Series
In dataframe, you learned how to write a dataframe-agnostic function.
We only used DataFrame methods there - but what if we need to operate on its columns?
Note that Polars does not have lazy columns.
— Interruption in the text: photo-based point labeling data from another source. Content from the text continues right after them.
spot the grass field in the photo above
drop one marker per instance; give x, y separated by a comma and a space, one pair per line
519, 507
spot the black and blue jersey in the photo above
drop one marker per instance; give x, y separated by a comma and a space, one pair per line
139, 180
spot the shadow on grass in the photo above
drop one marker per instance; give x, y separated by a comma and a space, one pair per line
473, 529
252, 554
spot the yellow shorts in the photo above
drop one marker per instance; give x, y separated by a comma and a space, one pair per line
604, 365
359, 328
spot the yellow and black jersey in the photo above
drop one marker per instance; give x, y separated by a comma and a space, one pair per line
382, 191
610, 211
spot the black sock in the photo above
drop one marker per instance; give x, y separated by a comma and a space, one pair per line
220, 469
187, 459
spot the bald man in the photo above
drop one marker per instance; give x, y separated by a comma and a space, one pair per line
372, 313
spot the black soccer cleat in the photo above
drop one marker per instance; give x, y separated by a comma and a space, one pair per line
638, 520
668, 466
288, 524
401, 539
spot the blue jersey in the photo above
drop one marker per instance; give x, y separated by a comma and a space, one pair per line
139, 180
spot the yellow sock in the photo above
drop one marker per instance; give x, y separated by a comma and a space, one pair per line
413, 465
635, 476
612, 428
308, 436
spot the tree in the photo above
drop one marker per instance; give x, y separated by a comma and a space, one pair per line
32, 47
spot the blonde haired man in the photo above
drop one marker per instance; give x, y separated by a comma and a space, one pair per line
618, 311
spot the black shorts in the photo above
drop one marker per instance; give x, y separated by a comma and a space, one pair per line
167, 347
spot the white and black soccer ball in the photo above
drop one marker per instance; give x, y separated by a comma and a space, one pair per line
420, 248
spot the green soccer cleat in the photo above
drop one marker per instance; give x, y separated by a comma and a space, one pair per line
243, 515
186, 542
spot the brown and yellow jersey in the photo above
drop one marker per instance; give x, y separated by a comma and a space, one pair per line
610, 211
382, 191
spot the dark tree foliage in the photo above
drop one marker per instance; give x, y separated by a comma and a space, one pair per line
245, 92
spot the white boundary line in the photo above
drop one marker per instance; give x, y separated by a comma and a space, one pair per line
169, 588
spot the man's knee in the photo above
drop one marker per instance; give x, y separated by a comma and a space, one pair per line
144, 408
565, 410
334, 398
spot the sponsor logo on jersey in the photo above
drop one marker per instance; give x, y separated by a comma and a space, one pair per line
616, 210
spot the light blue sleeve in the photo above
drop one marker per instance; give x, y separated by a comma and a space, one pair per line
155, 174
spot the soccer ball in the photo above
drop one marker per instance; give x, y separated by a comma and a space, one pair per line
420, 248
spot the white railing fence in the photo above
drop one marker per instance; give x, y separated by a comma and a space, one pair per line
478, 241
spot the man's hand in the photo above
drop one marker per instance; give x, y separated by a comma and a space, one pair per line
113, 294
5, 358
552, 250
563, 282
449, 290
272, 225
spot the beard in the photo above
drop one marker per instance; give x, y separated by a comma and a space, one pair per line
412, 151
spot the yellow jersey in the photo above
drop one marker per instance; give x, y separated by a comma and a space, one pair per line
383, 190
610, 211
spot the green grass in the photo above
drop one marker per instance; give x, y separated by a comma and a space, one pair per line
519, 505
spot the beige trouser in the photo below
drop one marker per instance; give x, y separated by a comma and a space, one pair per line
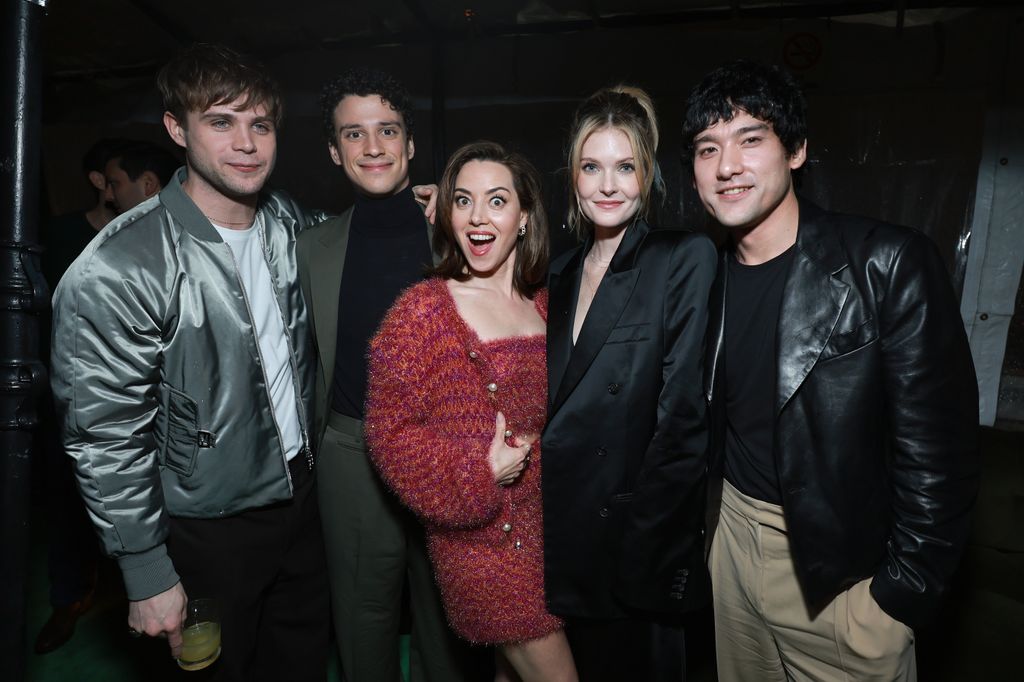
762, 630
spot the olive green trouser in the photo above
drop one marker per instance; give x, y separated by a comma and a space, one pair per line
373, 545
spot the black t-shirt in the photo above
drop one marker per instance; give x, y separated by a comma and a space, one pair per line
753, 302
387, 252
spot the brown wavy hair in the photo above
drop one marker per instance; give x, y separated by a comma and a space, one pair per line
206, 74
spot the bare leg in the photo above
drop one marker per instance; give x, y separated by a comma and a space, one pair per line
544, 659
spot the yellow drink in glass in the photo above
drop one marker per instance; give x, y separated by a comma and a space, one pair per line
201, 645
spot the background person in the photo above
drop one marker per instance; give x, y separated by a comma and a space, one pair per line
136, 171
73, 554
457, 401
624, 472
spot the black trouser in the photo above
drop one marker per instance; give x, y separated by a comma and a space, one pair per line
627, 649
266, 568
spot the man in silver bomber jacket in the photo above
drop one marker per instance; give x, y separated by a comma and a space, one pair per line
182, 373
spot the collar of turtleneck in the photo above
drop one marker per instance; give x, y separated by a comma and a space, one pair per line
390, 214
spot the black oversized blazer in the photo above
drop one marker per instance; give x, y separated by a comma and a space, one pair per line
876, 414
625, 444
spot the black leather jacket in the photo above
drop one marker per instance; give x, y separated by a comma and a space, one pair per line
876, 434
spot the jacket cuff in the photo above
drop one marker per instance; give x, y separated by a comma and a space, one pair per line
913, 608
147, 573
If you need to operate on columns as part of
a dataframe operation, you should use expressions - but if you need to extract a single
column, you need to ensure that you start with an eager DataFrame
. To do that, you need
to pass eager_only=True
to nw.from_native
.
Example 1: filter based on a column's values
This can stay lazy, so we just use expressions:
import narwhals as nw
from narwhals.typing import IntoFrameT
def my_func(df: IntoFrameT) -> IntoFrameT:
return nw.from_native(df).filter(nw.col("a") > 0).to_native()
import narwhals as nw
from narwhals.typing import FrameT
@nw.narwhalify
def my_func(df: FrameT) -> FrameT:
return df.filter(nw.col("a") > 0)
and call it either on a eager or lazy dataframe:
import pandas as pd
df = pd.DataFrame({"a": [-1, 1, 3], "b": [3, 5, -3]})
print(my_func(df))
a b
1 1 5
2 3 -3
import polars as pl
df = pl.DataFrame({"a": [-1, 1, 3], "b": [3, 5, -3]})
print(my_func(df))
shape: (2, 2)
┌─────┬─────┐
│ a ┆ b │
│ --- ┆ --- │
│ i64 ┆ i64 │
╞═════╪═════╡
│ 1 ┆ 5 │
│ 3 ┆ -3 │
└─────┴─────┘
import polars as pl
df = pl.LazyFrame({"a": [-1, 1, 3], "b": [3, 5, -3]})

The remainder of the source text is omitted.